Les occasions d’évoquer les aspects politiques de ce cataclysme n’ont pas manqué. Les lignes de partage sur ses causes, son déroulement ou ses conséquences ne manquent pas non plus, et deux ans après, nous ne sommes guère plus avancés que le soir du 26 janvier 2009 pour en tirer des conclusions définitives.

Les conséquences économiques de cette journée et de celles qui ont suivi sont également évidentes. Si bon nombre d’activités sinistrées ont repris, et si certains opérateurs économiques qui ont eu à pâtir de ces événements avouent discrètement s’en sortir plutôt bien aujourd’hui, les cendres du groupe Tiko demeurent en évidence, affreuses balafres en plein centre de nos cités. Il est clair qu’un manque subsiste, et que la confiance est loin d’être revenue.

Mais au delà des dimensions politiques et économiques de ces événements, l’on ressent, si ce n’est une réticence, une difficulté bien plus grande à en appréhender les aspects sociaux. Pour une raison simple : la plupart des analystes, aux vies plutôt confortables, n’avaient rien vu venir, et n’avaient pas imaginé un seul instant ce qu’il pouvait arriver. On avait bien vu les émeutes de la faim survenir en 2008 dans nombre de pays pauvres, mais de là à imaginer des malgaches apparemment « normaux » et « sans problèmes » se ruer dans les magasins pour participer à ces pillages, il y avait un pas que personne n’avait franchi...

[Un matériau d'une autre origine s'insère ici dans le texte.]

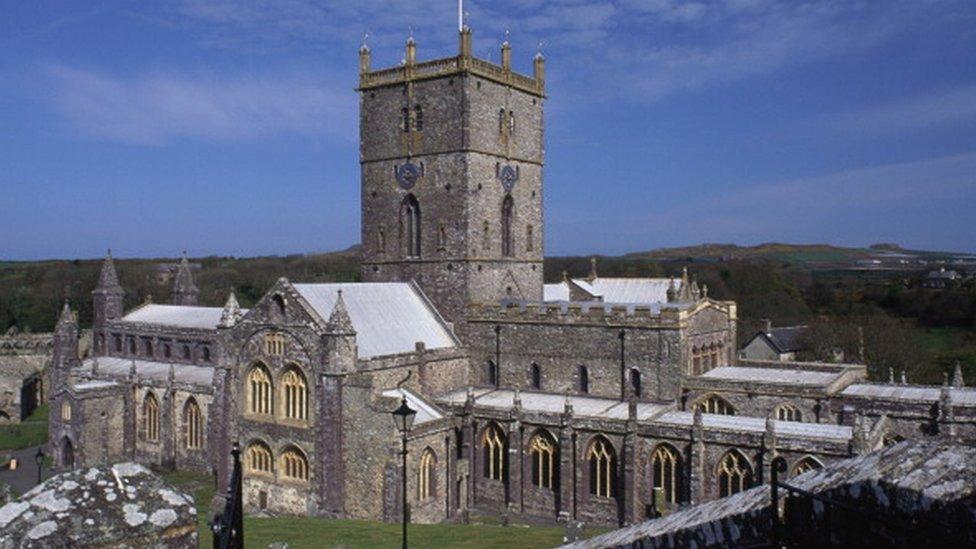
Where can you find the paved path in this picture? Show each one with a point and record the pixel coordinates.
(25, 476)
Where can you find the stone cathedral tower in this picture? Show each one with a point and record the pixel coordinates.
(452, 153)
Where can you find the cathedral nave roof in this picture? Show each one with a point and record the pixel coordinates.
(181, 316)
(389, 317)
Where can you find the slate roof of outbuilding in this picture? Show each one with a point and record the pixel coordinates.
(615, 290)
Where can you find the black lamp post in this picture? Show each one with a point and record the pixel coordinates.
(39, 460)
(403, 417)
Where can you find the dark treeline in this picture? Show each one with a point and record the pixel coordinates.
(884, 317)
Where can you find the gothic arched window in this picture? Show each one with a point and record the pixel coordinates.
(714, 404)
(193, 424)
(410, 225)
(788, 412)
(806, 464)
(295, 391)
(734, 474)
(293, 465)
(507, 206)
(259, 458)
(666, 473)
(536, 375)
(494, 452)
(150, 417)
(426, 475)
(259, 396)
(603, 467)
(418, 118)
(542, 451)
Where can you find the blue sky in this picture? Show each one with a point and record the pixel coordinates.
(230, 126)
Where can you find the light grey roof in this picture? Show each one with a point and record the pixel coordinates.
(95, 384)
(389, 317)
(615, 290)
(555, 403)
(145, 369)
(758, 425)
(965, 396)
(772, 375)
(426, 412)
(181, 316)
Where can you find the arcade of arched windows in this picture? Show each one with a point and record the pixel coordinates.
(706, 357)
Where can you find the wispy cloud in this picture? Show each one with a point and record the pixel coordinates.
(812, 207)
(157, 107)
(945, 107)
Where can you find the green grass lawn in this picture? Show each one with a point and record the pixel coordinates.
(326, 533)
(30, 432)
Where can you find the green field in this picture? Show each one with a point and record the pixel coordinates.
(326, 533)
(30, 432)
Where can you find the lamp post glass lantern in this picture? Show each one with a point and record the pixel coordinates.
(403, 418)
(39, 460)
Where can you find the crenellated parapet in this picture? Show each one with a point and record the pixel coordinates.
(464, 62)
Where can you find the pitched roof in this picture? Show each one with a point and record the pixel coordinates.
(148, 369)
(181, 316)
(389, 317)
(615, 290)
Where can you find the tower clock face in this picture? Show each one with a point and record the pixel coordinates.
(407, 175)
(508, 177)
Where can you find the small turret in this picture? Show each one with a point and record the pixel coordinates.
(231, 313)
(107, 295)
(65, 354)
(185, 292)
(411, 54)
(365, 57)
(340, 339)
(957, 376)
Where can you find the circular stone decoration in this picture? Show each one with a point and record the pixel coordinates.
(407, 175)
(509, 176)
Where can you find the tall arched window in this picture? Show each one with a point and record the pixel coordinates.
(259, 397)
(259, 459)
(193, 424)
(603, 467)
(293, 464)
(805, 465)
(507, 206)
(150, 417)
(410, 225)
(635, 382)
(734, 474)
(295, 391)
(666, 465)
(418, 118)
(714, 404)
(542, 451)
(494, 454)
(425, 475)
(788, 412)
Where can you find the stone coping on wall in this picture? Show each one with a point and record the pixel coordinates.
(928, 486)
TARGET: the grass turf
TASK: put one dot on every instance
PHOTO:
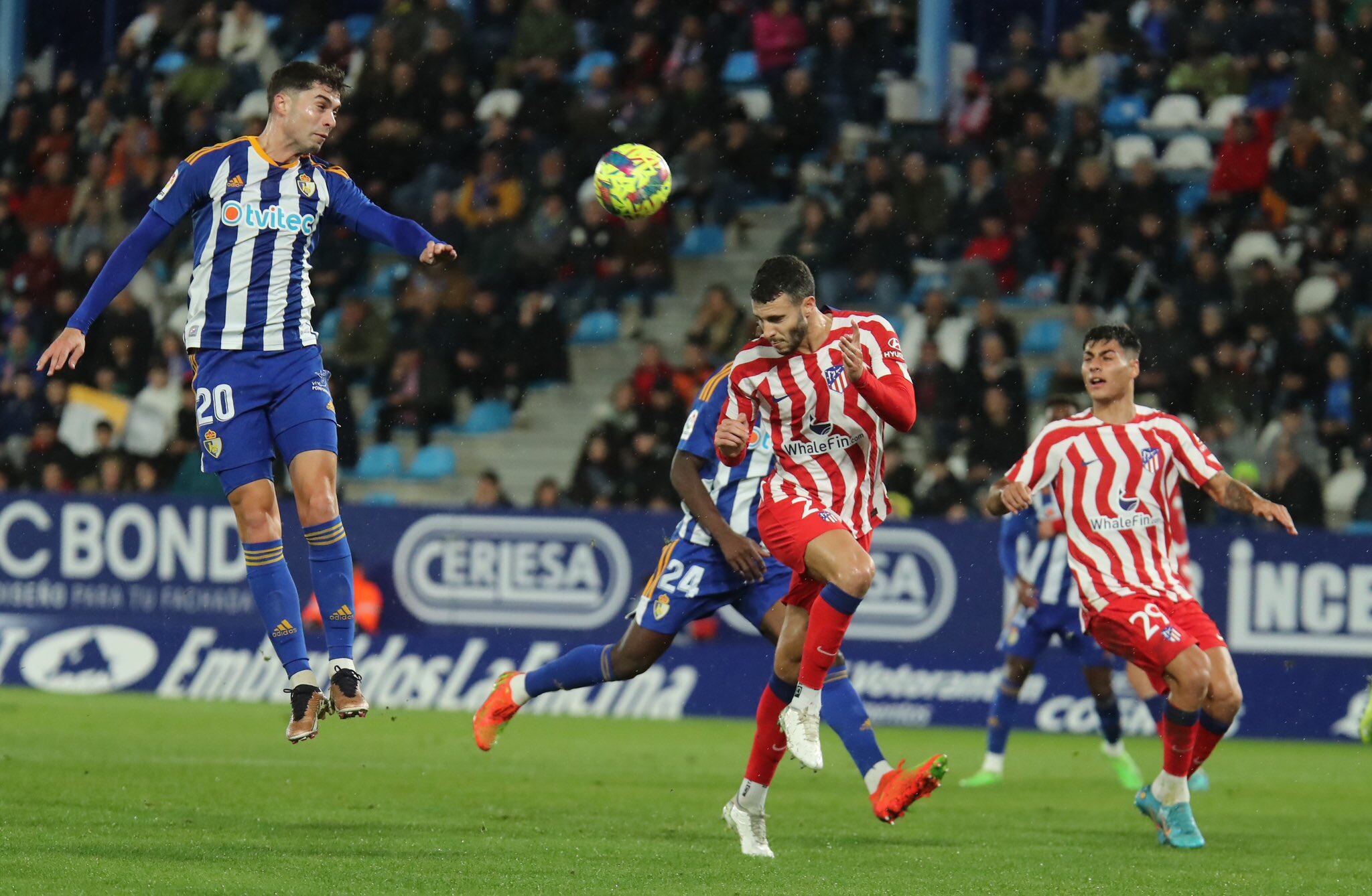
(131, 792)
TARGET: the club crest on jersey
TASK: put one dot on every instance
(837, 378)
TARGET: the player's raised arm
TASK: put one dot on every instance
(885, 383)
(370, 221)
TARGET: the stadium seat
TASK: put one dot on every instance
(741, 69)
(433, 461)
(169, 62)
(596, 328)
(701, 242)
(488, 417)
(379, 461)
(1174, 115)
(756, 103)
(504, 103)
(590, 62)
(1223, 110)
(1187, 154)
(358, 26)
(1131, 149)
(1123, 115)
(1044, 337)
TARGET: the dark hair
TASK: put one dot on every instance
(301, 76)
(1117, 332)
(782, 275)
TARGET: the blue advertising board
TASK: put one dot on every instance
(100, 595)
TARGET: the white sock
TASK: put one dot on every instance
(1170, 790)
(807, 698)
(518, 690)
(305, 677)
(340, 663)
(752, 796)
(873, 775)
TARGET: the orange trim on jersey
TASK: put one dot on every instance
(195, 157)
(712, 383)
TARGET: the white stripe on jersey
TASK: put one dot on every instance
(201, 273)
(241, 261)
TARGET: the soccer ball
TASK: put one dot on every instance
(633, 181)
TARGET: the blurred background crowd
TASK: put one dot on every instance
(1195, 168)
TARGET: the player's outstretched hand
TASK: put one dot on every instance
(434, 251)
(732, 437)
(744, 556)
(852, 356)
(65, 352)
(1274, 512)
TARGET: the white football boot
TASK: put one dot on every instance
(751, 829)
(802, 729)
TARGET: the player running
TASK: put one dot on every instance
(713, 561)
(259, 375)
(1048, 607)
(823, 384)
(1111, 471)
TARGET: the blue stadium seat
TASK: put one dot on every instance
(358, 26)
(379, 461)
(169, 62)
(701, 242)
(488, 417)
(1044, 337)
(434, 461)
(1124, 113)
(740, 69)
(590, 62)
(596, 328)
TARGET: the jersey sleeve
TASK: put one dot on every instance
(1194, 460)
(186, 190)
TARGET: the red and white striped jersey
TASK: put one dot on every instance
(1116, 486)
(826, 435)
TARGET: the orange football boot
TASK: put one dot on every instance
(496, 713)
(900, 788)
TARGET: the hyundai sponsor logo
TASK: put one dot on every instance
(88, 660)
(533, 573)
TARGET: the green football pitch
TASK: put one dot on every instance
(131, 792)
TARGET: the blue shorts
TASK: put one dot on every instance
(251, 405)
(1031, 631)
(695, 581)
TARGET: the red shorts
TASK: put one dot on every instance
(786, 530)
(1150, 633)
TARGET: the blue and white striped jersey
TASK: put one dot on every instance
(736, 490)
(1044, 563)
(255, 226)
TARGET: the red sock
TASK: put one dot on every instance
(1209, 735)
(768, 740)
(1179, 736)
(829, 618)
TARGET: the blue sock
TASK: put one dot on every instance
(279, 603)
(1002, 718)
(845, 714)
(1109, 713)
(1156, 704)
(331, 570)
(579, 667)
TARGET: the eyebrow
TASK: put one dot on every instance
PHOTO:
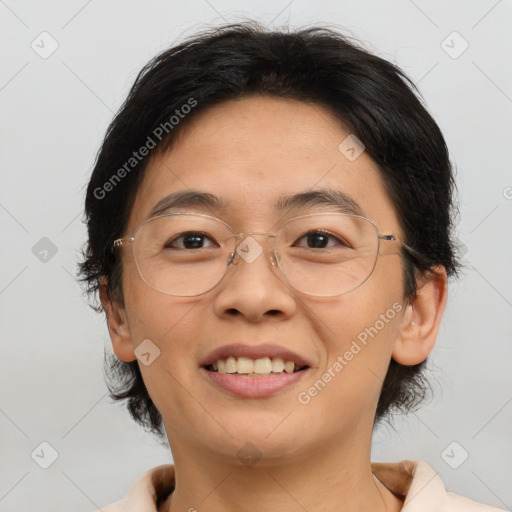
(341, 202)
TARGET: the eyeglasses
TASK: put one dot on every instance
(321, 254)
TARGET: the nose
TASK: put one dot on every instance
(249, 289)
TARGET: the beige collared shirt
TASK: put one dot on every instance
(415, 481)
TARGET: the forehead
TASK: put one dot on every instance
(253, 152)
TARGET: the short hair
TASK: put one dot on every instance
(372, 97)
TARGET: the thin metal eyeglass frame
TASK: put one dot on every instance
(119, 242)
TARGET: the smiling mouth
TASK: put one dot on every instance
(262, 367)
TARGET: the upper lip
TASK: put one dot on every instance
(254, 352)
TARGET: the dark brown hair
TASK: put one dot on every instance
(371, 96)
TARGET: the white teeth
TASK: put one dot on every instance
(289, 366)
(230, 365)
(244, 365)
(277, 365)
(260, 366)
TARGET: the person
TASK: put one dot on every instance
(270, 236)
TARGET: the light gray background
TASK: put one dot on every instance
(54, 113)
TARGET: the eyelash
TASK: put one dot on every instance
(318, 231)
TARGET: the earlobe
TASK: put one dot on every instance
(117, 325)
(421, 320)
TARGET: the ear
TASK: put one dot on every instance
(117, 325)
(421, 320)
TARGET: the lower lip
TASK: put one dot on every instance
(252, 387)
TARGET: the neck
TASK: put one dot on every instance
(336, 478)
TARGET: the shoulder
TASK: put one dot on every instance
(427, 492)
(154, 485)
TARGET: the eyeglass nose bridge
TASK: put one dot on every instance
(235, 255)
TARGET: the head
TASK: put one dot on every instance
(250, 116)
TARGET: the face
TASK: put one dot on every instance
(250, 153)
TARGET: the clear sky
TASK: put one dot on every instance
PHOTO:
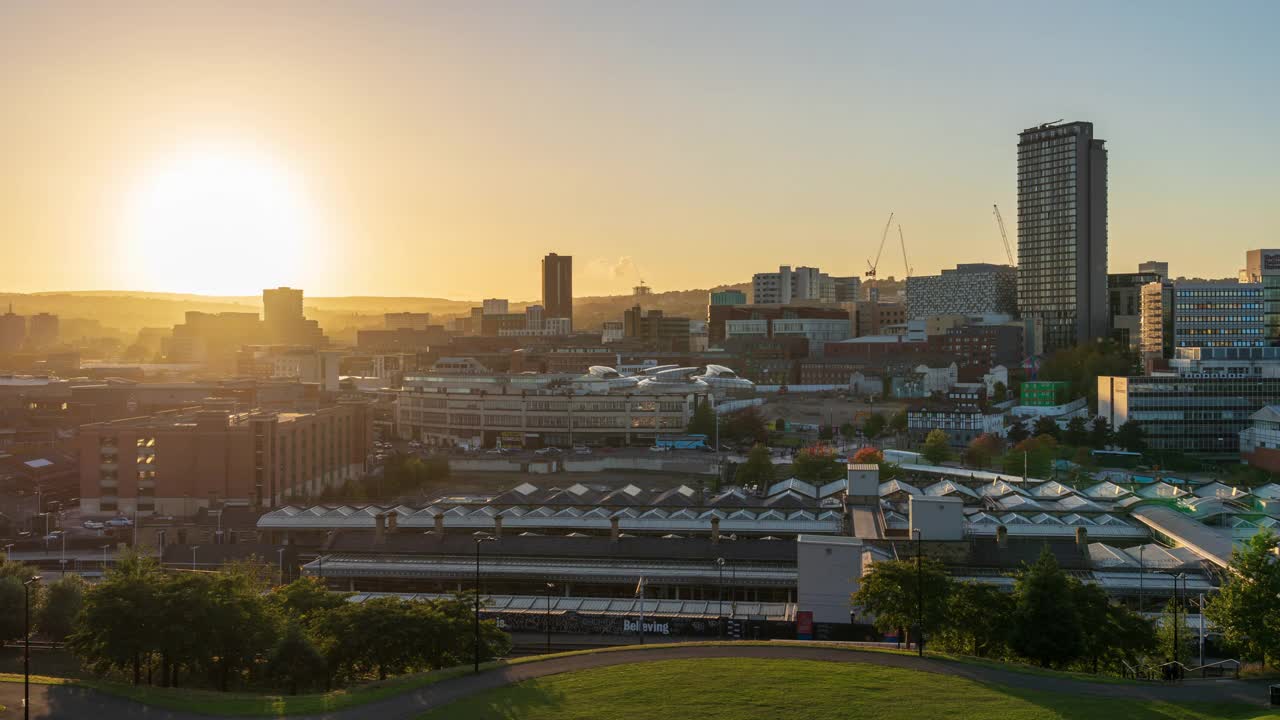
(442, 147)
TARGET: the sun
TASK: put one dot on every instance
(219, 219)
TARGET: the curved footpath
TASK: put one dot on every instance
(69, 701)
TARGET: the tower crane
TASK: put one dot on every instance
(905, 264)
(1000, 220)
(871, 267)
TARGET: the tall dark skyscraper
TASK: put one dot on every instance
(558, 287)
(1063, 232)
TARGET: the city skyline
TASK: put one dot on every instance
(405, 153)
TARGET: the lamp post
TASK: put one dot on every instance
(476, 623)
(26, 648)
(720, 596)
(549, 588)
(919, 593)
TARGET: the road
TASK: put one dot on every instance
(62, 701)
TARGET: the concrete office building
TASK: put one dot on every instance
(179, 461)
(1063, 232)
(976, 288)
(558, 287)
(1124, 305)
(406, 320)
(1219, 314)
(789, 286)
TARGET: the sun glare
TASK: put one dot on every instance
(218, 219)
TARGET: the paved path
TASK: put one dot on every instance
(64, 701)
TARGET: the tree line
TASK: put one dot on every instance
(232, 629)
(1048, 619)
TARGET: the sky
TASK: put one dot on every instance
(442, 147)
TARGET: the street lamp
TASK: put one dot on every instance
(26, 648)
(919, 593)
(720, 595)
(549, 588)
(476, 623)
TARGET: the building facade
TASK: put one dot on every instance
(558, 287)
(179, 461)
(977, 288)
(1063, 232)
(1219, 314)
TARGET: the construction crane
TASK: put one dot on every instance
(1009, 251)
(871, 267)
(905, 264)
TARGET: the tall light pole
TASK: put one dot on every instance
(26, 648)
(919, 593)
(476, 623)
(720, 595)
(549, 588)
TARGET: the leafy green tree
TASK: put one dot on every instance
(1100, 433)
(1247, 607)
(117, 627)
(1016, 433)
(890, 592)
(62, 605)
(873, 425)
(982, 450)
(817, 464)
(758, 469)
(12, 607)
(937, 447)
(295, 662)
(1171, 645)
(703, 422)
(1046, 427)
(1077, 433)
(977, 619)
(1046, 627)
(1130, 437)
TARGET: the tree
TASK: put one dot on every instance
(868, 456)
(62, 605)
(817, 464)
(1247, 607)
(703, 422)
(1077, 433)
(977, 619)
(1100, 433)
(1130, 437)
(890, 592)
(1016, 433)
(295, 662)
(118, 621)
(1046, 427)
(758, 469)
(1046, 627)
(873, 425)
(982, 450)
(937, 447)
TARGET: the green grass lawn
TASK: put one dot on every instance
(796, 689)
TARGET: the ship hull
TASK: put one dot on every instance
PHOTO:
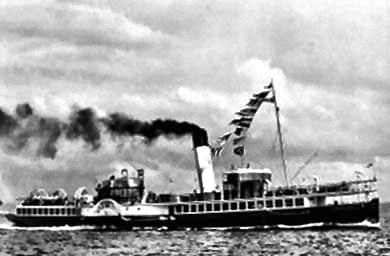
(330, 215)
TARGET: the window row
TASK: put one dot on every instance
(46, 211)
(243, 205)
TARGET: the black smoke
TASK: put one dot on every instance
(82, 124)
(120, 125)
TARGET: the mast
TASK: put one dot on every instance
(279, 133)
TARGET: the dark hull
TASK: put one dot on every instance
(336, 214)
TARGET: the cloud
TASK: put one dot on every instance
(314, 118)
(73, 23)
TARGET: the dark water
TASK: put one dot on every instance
(308, 241)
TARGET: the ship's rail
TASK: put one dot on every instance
(356, 192)
(47, 210)
(273, 203)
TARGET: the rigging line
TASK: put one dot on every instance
(279, 133)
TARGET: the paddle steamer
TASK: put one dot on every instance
(246, 198)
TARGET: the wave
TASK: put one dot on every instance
(363, 224)
(9, 226)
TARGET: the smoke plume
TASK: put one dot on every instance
(83, 124)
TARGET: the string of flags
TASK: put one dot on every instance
(243, 122)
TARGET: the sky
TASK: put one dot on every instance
(198, 61)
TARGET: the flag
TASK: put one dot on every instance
(221, 141)
(238, 140)
(235, 121)
(251, 111)
(244, 121)
(261, 95)
(224, 137)
(217, 151)
(239, 131)
(254, 102)
(239, 150)
(271, 100)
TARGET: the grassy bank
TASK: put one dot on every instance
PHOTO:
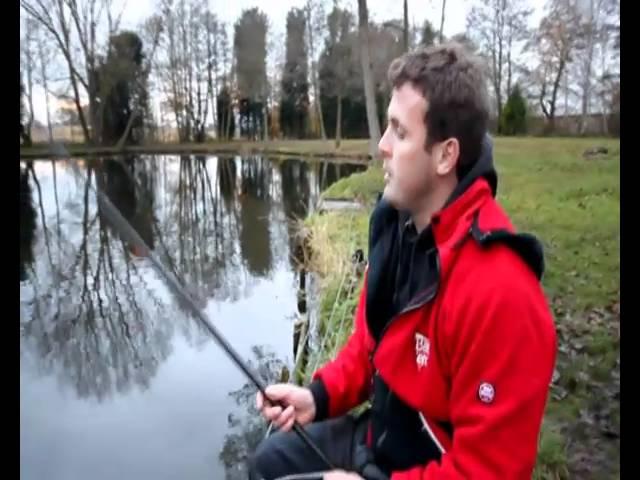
(349, 149)
(572, 204)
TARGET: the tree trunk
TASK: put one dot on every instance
(316, 94)
(265, 121)
(441, 36)
(339, 122)
(587, 69)
(405, 31)
(45, 85)
(367, 75)
(314, 72)
(123, 139)
(29, 81)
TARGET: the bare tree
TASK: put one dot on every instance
(367, 77)
(498, 27)
(555, 43)
(592, 37)
(27, 64)
(314, 12)
(75, 26)
(441, 35)
(405, 30)
(45, 57)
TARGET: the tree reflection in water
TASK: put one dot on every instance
(95, 316)
(248, 428)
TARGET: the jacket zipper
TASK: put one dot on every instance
(409, 308)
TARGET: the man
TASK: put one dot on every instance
(454, 343)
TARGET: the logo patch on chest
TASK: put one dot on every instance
(423, 347)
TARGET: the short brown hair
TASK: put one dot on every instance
(453, 83)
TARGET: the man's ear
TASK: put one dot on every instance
(450, 154)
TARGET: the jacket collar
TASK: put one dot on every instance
(453, 222)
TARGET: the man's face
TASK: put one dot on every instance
(410, 171)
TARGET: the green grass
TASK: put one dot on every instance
(573, 206)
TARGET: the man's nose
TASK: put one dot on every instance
(384, 146)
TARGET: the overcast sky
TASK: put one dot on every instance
(135, 11)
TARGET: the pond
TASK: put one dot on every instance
(116, 381)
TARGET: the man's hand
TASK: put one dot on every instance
(341, 475)
(300, 405)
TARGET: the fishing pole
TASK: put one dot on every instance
(129, 234)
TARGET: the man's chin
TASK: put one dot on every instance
(389, 197)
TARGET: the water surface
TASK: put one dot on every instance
(116, 381)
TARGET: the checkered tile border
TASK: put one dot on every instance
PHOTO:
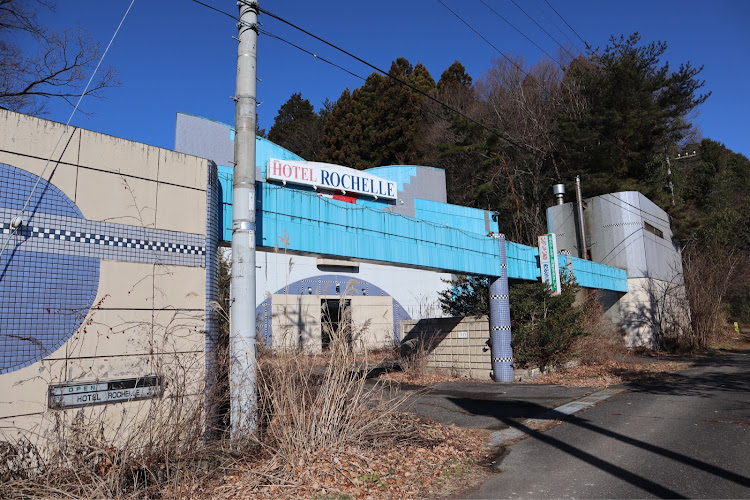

Concentrer l’analyse sur le rôle à l’époque de petits groupes de « gros bras » a permis de se rassurer en rationalisant quelque peu l’analyse, mais il est à craindre qu’il n’y avait pas dans le « Lundi noir » qu’un simple « pétage de plomb » qu’on peut ranger au rayon des événements exceptionnels. Dans le monde entier, la vie des « pauvres gens » devient depuis des années de plus en plus difficile. Le coût des denrées de base, en particulier dans l’alimentaire, ne cesse d’augmenter. Prisonniers de leurs préjugés, des « experts » nous expliquent que ces augmentations sont conjoncturelles ou liées à la spéculation. Ce serait oublier que la densification des populations va de pair avec la raréfaction des ressources alimentaires. Érosion et artificialisation des sols, épuisement des ressources minières et des stocks de poissons et de forêts, pollution et concurrence pour les espaces se conjuguent pour accroître les tensions entre les populations. Les plus pauvres et les plus fragiles sont généralement les premiers à en payer le prix.

Une piètre réponse est cette forme de populisme économique qui consiste, pour acheter la paix sociale, à promettre un certain nombre de mesures de diminution des prix, de diminution des impôts, de créations d’emplois, etc. Mais il s’agit là plus de pansements posés sur un cancer que des grandes réformes indispensables pour changer la donne.

Voilà pourquoi, deux ans après, il est plus que temps d’arrêter cette « crise » qui en cache une autre et d’entreprendre de reconstruire la maison Madagascar.